Wildbienen gehören zur Gattung der Hautflügler. Auch die Honigbienen, Hummeln, Wespen und Hornissen gehören dazu. Sie alle tragen zur Bestäubung der Pflanzen bei. Ohne diese Insekten gäbe es keine blühenden Bäume und keine blühenden Blumen. Wildbienen legen mehrere Kammern an. Es kann vorkommen, dass sie die letzte Kammer leer lassen, um einem Feind die Möglichkeit für räuberisches Tun zu vergällen. In diesem Fall legen sie das männliche Ei in die Kammer davor. Dieses Ei ist etwas kleiner, damit es zeitgleich mit den weiblichen Eiern zum Insekt ausgebildet wird. Die Weibchen werden beim Ausflug vom Männchen begattet.

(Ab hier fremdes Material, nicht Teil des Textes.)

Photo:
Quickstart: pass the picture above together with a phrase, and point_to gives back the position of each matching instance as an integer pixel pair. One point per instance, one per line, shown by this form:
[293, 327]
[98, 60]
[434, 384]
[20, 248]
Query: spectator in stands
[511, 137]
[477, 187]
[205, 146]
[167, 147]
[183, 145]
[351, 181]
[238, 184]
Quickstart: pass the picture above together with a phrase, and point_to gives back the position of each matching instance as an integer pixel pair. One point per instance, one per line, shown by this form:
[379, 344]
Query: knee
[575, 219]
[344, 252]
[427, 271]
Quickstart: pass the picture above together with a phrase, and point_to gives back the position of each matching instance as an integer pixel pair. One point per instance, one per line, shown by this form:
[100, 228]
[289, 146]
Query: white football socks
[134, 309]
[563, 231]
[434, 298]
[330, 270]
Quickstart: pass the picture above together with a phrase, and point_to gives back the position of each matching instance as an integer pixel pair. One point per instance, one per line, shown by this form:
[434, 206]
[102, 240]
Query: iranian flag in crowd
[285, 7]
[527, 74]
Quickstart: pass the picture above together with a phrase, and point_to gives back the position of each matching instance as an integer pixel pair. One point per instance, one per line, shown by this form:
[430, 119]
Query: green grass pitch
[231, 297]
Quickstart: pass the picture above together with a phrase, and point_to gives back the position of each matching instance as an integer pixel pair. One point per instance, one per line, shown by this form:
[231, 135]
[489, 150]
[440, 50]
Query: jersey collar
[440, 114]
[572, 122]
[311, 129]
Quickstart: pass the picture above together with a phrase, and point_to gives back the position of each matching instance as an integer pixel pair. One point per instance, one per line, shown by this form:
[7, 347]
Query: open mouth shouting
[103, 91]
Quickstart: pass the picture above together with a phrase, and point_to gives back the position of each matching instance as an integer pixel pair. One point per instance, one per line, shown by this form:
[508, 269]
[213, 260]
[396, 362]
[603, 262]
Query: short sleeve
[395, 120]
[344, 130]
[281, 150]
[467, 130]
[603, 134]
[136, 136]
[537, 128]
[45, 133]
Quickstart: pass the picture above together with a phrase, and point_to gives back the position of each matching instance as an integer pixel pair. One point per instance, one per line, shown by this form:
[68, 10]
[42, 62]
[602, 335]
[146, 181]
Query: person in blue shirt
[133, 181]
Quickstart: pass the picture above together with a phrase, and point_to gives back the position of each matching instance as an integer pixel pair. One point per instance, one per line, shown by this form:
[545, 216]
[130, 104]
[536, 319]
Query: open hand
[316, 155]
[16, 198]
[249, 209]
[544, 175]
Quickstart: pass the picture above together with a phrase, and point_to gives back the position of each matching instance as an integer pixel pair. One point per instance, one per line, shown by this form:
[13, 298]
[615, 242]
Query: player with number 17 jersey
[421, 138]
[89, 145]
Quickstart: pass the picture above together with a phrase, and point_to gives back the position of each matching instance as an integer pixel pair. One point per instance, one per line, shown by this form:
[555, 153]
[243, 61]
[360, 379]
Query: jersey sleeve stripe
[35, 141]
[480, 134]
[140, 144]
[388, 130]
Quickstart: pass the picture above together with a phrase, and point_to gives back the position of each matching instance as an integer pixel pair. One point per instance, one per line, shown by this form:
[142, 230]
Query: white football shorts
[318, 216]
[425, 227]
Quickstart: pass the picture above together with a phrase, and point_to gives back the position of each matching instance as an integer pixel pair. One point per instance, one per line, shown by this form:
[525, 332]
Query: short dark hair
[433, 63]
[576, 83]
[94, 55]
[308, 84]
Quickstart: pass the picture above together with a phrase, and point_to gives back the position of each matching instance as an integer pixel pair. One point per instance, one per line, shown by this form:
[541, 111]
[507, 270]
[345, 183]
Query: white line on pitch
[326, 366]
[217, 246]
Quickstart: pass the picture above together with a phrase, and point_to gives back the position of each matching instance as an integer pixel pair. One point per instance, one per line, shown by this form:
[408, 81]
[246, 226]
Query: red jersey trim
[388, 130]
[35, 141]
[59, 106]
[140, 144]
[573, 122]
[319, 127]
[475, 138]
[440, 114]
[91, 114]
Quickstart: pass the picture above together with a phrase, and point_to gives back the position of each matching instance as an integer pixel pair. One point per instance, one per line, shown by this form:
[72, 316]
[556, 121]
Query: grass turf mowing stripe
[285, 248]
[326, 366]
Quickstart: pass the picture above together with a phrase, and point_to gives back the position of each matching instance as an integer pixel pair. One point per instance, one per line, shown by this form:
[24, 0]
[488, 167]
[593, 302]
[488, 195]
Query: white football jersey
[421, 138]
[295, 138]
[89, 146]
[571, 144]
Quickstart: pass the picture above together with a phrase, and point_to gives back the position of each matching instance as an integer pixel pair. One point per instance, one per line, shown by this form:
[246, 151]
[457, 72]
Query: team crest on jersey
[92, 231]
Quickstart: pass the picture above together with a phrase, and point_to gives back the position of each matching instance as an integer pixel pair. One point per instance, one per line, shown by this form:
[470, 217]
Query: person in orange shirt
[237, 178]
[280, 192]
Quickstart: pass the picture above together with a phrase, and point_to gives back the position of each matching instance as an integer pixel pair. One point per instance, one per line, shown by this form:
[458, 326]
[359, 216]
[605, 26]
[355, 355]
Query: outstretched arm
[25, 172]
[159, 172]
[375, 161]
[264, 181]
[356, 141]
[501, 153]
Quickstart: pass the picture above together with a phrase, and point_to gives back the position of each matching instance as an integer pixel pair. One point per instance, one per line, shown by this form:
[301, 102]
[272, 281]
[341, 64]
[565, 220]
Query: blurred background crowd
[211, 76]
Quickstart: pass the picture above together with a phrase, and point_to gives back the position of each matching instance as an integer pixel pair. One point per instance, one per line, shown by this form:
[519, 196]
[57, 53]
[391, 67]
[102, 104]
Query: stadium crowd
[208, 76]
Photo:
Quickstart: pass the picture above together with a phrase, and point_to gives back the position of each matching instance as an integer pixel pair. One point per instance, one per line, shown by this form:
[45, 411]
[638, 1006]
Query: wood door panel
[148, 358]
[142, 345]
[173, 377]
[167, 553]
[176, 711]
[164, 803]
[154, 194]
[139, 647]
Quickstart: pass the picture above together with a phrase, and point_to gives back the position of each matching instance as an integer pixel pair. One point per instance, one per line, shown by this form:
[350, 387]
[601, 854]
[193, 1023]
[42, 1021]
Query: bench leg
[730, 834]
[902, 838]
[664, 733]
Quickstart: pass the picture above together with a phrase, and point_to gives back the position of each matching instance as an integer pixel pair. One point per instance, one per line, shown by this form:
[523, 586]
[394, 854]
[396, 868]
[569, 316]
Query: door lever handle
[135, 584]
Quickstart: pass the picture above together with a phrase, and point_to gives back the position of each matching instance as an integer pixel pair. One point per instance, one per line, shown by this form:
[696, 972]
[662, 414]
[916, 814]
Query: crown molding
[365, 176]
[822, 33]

Zum Fortbestand ist nur das Weibchen aktiv.

Wildbienen sammeln keinen Honig.

In der Schweiz kennt man rund 580 Arten von Wildbienen. Die meisten leben einzeln. Sie bilden kein Volk wie die Honigbienen und sammeln keinen Honig. Art und Form der Wildbienen sind deren viele. Einzelne sehen aus wie kleine Fliegen oder ähnlich einer fliegenden Ameise (das gibt es) oder wie kleine Honigbienen. Das Weibchen besitzt einen Stachel, doch zum Stechen ist er viel zu schwach, er kann die menschliche Haut nicht durchdringen. Zum Schluss werden die Bohrlöcher von den Wildbienen mit verschiedenem Erdmaterial zugemauert.
die gleiche Wildbiene schlüpft rückwärts ins Loch und streift den Blütenstaub ab.

Eine Schulklasse orientiert sich über das Bienenhotel und will auch eines bauen.

Die Natur erobert – und schmückt das Bienenhotel, und eine Tannenmeise wollte darin eine Unterkunft mieten. Doch sie wählte ihre Bleibe im Parterre, ein Fuchs fand das nicht in Ordnung und machte alles zunichte. Nun hängt eine Vogelbrutkiste zwischen den Dornenzweigen des Wildrosen-Strauchs. Bereits sind mehrere Bruten von Meisen, wohl mehrheitlich Kohlmeisen, ausgeflogen.